Kjergaard looks to build on structure district now has in place

WILLMAR -- Experience, integrity and a plan to "hit the ground running" were some of the attributes that made Jerry Kjergaard the top candidate for the Willmar superintendent's job.

WILLMAR -- Experience, integrity and a plan to "hit the ground running" were some of the attributes that made Jerry Kjergaard the top candidate for the Willmar superintendent's job.

After spending much of the day in the school district on Thursday, the Willmar School Board chose Kjergaard from a field of 24 applicants and six finalists. Kjergaard was one of three invited back for a second interview this week, and the board chose him Thursday evening.

At a board interview Thursday afternoon, Kjergaard outlined a plan for his first months in the district. It included meeting a lot of people and spending time listening and learning about Willmar and the district.

"You won't see me come into this district and make huge changes unless I see there's a real problem," he said. "I'm assuming this district is a good district, but even champions need coaches."

His plan, he said, would be to build on the structure that is already in place.


Board member Dion Warne asked him if it would be difficult to work in Leedom's shadow. Kjergaard said he would work with the board and then added, "I think I'm pretty darn good. ... There may be some strengths I have that she doesn't, and vice versa."

Kjergaard talked with the board about his ideas for seeking an operating levy from the district's voters. "I think you should only go for it if you think you're going to win," he said. "If you don't think you are going to pass it, you're not going to pass it."

He suggested surveys to gauge the voters' views and the use of a community group to promote the group.
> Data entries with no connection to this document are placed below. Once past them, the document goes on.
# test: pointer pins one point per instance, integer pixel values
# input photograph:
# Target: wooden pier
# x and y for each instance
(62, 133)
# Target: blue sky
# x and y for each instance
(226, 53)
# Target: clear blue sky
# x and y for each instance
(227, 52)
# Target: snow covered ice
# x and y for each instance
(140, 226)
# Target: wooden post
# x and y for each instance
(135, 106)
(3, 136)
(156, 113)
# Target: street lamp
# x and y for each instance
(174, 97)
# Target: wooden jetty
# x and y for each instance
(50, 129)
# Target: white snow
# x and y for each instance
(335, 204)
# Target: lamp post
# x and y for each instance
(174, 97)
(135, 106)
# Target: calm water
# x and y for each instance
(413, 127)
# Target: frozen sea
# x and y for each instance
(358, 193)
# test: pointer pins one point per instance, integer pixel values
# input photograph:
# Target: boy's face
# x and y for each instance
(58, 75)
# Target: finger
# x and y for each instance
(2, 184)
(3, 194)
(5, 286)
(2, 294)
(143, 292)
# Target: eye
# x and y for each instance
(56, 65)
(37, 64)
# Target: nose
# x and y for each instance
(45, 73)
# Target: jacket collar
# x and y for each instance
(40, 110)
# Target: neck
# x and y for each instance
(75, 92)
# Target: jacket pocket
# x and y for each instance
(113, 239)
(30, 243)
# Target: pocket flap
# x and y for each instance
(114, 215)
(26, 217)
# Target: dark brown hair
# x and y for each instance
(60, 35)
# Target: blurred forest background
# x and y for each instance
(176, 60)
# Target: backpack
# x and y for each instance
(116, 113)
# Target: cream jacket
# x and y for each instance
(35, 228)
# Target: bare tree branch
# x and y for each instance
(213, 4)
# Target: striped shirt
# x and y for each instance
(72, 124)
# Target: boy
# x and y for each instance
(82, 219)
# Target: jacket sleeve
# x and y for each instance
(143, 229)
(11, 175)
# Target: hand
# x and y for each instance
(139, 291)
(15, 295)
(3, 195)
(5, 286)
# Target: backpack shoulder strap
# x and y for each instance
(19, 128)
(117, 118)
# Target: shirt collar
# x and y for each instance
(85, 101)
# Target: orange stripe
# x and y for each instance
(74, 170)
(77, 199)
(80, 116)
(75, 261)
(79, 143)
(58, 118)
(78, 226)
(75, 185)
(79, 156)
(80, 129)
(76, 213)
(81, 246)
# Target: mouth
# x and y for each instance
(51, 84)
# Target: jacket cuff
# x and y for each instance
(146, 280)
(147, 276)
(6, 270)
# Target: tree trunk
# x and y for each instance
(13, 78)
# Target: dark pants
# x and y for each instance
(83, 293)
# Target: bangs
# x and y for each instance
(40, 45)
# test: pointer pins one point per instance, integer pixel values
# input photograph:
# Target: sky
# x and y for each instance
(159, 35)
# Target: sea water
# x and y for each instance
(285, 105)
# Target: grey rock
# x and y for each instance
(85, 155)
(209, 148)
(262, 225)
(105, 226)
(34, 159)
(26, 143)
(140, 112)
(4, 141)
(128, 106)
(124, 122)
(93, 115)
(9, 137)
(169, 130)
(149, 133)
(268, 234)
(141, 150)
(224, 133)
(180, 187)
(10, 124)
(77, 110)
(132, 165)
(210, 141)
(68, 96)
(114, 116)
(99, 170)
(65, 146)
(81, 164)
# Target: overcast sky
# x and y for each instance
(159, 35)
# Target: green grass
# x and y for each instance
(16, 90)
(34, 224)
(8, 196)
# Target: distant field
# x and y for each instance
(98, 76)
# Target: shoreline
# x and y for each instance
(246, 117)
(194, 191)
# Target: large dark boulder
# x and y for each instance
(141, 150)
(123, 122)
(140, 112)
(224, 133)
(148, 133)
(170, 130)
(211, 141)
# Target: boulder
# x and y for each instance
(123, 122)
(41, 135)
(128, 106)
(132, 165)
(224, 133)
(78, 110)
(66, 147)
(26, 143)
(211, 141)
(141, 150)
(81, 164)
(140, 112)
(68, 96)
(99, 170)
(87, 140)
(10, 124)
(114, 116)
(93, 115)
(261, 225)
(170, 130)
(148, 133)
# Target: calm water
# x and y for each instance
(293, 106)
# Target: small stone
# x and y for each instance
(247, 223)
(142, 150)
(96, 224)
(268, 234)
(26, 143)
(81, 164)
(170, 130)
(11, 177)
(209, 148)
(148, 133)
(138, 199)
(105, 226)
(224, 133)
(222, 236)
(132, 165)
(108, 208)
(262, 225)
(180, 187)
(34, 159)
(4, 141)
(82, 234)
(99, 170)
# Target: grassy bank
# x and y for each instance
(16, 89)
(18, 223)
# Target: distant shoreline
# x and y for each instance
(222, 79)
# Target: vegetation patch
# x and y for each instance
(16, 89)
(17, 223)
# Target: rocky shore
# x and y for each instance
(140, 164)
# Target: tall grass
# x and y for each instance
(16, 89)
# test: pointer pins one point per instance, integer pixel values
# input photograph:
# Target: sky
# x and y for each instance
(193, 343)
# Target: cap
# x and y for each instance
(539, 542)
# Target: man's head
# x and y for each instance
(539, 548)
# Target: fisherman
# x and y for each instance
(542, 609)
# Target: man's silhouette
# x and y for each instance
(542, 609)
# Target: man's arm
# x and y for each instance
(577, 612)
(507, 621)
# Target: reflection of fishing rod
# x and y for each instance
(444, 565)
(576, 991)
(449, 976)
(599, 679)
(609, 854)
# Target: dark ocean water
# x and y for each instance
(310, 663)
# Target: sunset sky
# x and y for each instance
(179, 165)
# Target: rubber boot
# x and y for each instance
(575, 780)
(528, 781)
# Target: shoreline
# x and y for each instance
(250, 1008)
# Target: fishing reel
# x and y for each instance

During a community meeting in the afternoon, Kjergaard had asked people at the meeting to leave their names if they were interested in serving on a citizens' community. He added that he was only half-joking in the request. He also recommended against using children to promote a referendum.

In response to other board questions, Kjergaard said he would be willing to follow due process to dismiss a teacher not doing his or her job, but the responsibility to document the problems with that employee and begin the process would rest with a building principal.

He said he understood that he would take the heat for unpopular board decisions and accepted the responsibility of being the district's official spokesman. "If you can't do that, don't be a superintendent," he said.

He had experience working with parents from different cultures in the Sioux City, Iowa, schools, he said, and he learned from them that they wanted the same things for their children that he wanted for his -- a quality education, respect, fairness, and "they wanted their kids to be loved when they walk in the building. ... I think that's what we strive for."

Kjergaard said he would be open to the idea of having a blog, although he hasn't had one before, and he thought an active, up-to-date Web site would be important for the district.


At the board interview and at the community meeting, Kjergaard talked about changes coming in education.

"I don't recognize the field I came into 30 years ago," he told the board. "I can't even picture what it will look like in the future." Young people learn differently now, he said, and he gave humorous descriptions of the multi-tasking he sees young people accomplish.

"We're going to have to change and continue to change," he said.

The board gave Kjergaard a chance to ask questions, too. He asked them what they saw as key issues in the district. The list included depreciation of old buildings, addressing diversity and mobility rates and keeping a tight rein on finances.

When he asked what they most wanted to preserve in the district, the answers were about academic programs, the arts, and retaining a high quality staff.

Eric Roberts asked Kjergaard about his doctorate degree. Kjergaard said the degree had opened some doors for him, but that he got it for himself, as well. "I'm the son of a truck driver," he said. "For me to get this was personal."

Before he left, Kjergaard asked to address rumors that have circulated about him being fired or asked to leave his current job. He has a contract that runs through the end of next year, he said, and he has never been asked to leave a job, "from bartender to superintendent."